“Here’s the simple truth: you can’t innovate on products without first innovating the way you build them.” - Alex Schleifer, Airbnb
What is system design ?
System design is the process of defining the architecture, interfaces and data for a system that satisfies specific requirements. Once your business or organization determines its requirements, you can begin to build them into a physical system design that addresses the needs of your customers.
What is the need of system design ?
“Programming without an overall architecture or design in mind is like exploring a cave with only a flashlight: You don’t know where you’ve been, you don’t know where you’re going, and you don’t know quite where you are.” – Danny Thorpe
- It allows us to scale applications and create efficient architectures that are resilient and performant. Enables us to communicate effectively and helps in designing an architecture that meets those requirements.
- We can trade-offs between scalability, cost, performance, reliability, and maintainability. It also involves understanding the best practices and architectural patterns to use in order to make the system as robust as possible.
- When designing a system, it is important to consider the underlying infrastructure, such as databases, networks, and other services. We always needs to consider the design for scalability, security.
System design fundamentals
1. Scaling
Scalability refers to an application’s ability to handle and withstand an increased workload without sacrificing latency.
Two types
- Horizontal Scaling = adding more hardware to the existing hardware resource pool
- Vertical Scaling = adding more power to your server.
2. Microservice
Microservice architecture is a distinctive method of developing software systems that tries to focus on building single-function modules with well-defined interfaces and operations.
3. Proxy
A proxy server is a system or router that provides a gateway between users and the internet. In other words proxy server is a computer on the internet that accepts the incoming requests from the client and forwards those requests to the destination server.
4. CAP Theorem
In computer science, the CAP theorem, sometimes called CAP theorem model or Brewer’s theorem after its originator, Eric Brewer, states that any distributed system or data store can simultaneously provide only two of three guarantees: consistency, availability, and partition tolerance (CAP).
5. Storage
Scalability of your system design highly depends on the way you are storing the data. Different types of data storage mechanisms are suitable to manage your data for different use cases of your system, to achieve high scalability and better response time.

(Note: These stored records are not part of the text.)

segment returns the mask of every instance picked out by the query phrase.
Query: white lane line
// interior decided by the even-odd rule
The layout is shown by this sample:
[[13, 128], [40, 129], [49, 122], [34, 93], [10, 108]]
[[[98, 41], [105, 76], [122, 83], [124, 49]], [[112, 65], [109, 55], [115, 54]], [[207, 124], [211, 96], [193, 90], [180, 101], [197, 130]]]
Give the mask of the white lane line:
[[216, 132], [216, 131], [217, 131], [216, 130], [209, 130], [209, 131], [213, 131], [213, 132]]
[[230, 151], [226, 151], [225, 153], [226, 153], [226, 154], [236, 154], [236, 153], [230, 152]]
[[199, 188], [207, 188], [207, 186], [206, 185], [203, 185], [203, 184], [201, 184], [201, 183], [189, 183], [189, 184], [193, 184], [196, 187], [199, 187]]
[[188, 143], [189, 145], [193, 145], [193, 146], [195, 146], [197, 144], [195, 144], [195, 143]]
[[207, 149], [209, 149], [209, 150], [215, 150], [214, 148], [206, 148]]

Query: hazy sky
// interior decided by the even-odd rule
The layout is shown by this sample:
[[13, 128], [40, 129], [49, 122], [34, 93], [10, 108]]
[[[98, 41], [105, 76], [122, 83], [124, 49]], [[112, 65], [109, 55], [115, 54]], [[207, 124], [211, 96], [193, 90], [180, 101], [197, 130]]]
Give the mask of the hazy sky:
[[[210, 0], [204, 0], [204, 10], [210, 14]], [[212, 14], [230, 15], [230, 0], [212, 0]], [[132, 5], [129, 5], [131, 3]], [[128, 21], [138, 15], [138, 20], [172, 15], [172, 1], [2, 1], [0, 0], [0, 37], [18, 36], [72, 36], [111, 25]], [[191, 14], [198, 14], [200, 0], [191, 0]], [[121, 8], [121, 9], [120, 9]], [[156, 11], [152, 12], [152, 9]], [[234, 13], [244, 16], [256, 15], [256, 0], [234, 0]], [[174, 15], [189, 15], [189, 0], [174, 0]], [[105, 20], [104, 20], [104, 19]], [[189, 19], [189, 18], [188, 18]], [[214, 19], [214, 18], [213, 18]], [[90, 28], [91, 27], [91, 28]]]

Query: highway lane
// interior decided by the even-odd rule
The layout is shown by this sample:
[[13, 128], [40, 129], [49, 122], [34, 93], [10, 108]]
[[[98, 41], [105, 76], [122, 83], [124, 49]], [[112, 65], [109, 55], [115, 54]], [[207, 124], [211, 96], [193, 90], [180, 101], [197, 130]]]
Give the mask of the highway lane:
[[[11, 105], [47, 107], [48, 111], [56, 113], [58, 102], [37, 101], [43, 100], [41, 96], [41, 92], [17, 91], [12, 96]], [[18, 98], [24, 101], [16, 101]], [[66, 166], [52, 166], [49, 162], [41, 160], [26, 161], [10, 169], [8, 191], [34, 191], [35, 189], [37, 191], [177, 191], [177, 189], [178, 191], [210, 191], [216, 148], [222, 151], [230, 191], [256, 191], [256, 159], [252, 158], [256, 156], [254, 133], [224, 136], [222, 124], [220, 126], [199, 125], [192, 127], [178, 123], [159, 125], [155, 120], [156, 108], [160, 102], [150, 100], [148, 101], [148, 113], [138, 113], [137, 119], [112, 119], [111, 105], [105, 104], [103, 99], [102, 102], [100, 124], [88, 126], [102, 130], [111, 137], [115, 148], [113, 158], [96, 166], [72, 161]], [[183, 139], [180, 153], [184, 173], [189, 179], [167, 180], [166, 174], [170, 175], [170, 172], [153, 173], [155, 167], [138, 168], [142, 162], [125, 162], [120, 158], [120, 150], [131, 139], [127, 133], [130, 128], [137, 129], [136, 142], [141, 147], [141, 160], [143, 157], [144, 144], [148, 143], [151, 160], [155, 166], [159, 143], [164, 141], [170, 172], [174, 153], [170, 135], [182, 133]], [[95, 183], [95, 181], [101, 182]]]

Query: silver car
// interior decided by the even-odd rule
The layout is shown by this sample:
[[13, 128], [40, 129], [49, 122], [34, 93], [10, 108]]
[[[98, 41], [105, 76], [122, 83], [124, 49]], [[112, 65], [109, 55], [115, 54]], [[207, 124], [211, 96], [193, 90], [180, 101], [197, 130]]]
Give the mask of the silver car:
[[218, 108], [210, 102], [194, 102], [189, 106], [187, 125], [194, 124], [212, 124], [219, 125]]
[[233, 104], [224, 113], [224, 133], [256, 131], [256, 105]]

Some of the factors affecting the choice of data storage mechanisms are structure of your data, query frequency, query pattern, response time required, and scale needed.
- Caching
Getting data from in-memory cache is much faster than getting the data from database, file system, remote call to a third party service, or generating the data from complex computation.
- File Storage
For handling static asserts like product images for an ecommerce solution, videos for a video streaming solution, or file in an online directory service like google drive, it is ideal use a file storage or blob storage solution. The core difference between file or blob storage and databases is, in databases you can query-on and modify individual fields of database records, whereas in file storage you can query-on file’s metadata and only query or modify the file as a whole.
- Time Series Databases
A Time Series Database (TSDB) is a database specifically designed and optimised for time-stamped sequential data. It is suitable for measurements or events data that is tracked, monitored, and aggregated sequentially over a period of time.
- Data Warehouse
Data warehouse is a centralised and consolidated large amount of historical data solely intended to perform queries and analysis, this data is derived from a wide range of sources like application logs, transactions, and user events. It’s analytics capabilities allow organisations to derive valuable business insights from their data and improve decision making.
- Data Lakes
Data lakes are used when organisations need low-cost storage of unformatted, unstructured data from multiple sources that they intend to use for some purpose in the future. The structure, integrity, selection, and format of the various dataset is derived at the time of analysis by the person doing the analysis, at a later point in time in future.
- Relational database
It is a collection of data entities with pre-defined relationships between them, mostly based on their domain language. These entities are organised as tables with rows and columns. Each column holds a certain kind of data called a field or attribute about the data record, and each row represents a collection of related fields. attributes of one data record.
- NoSQL database
NoSQL databases are build for flexible schemas, and are recognised for their performance at scale. Key difference between NoSQL and relational databases is that NoSQL is for unstructured storage. This means NoSQL databases do not have fixed table structures, they are schema free
- Database combinations
In a modern microservices based application we use a combination of data storage mechanisms. Microservices architecture fundamentally supports it as it allows you to choose different databases for different services based on the use cases.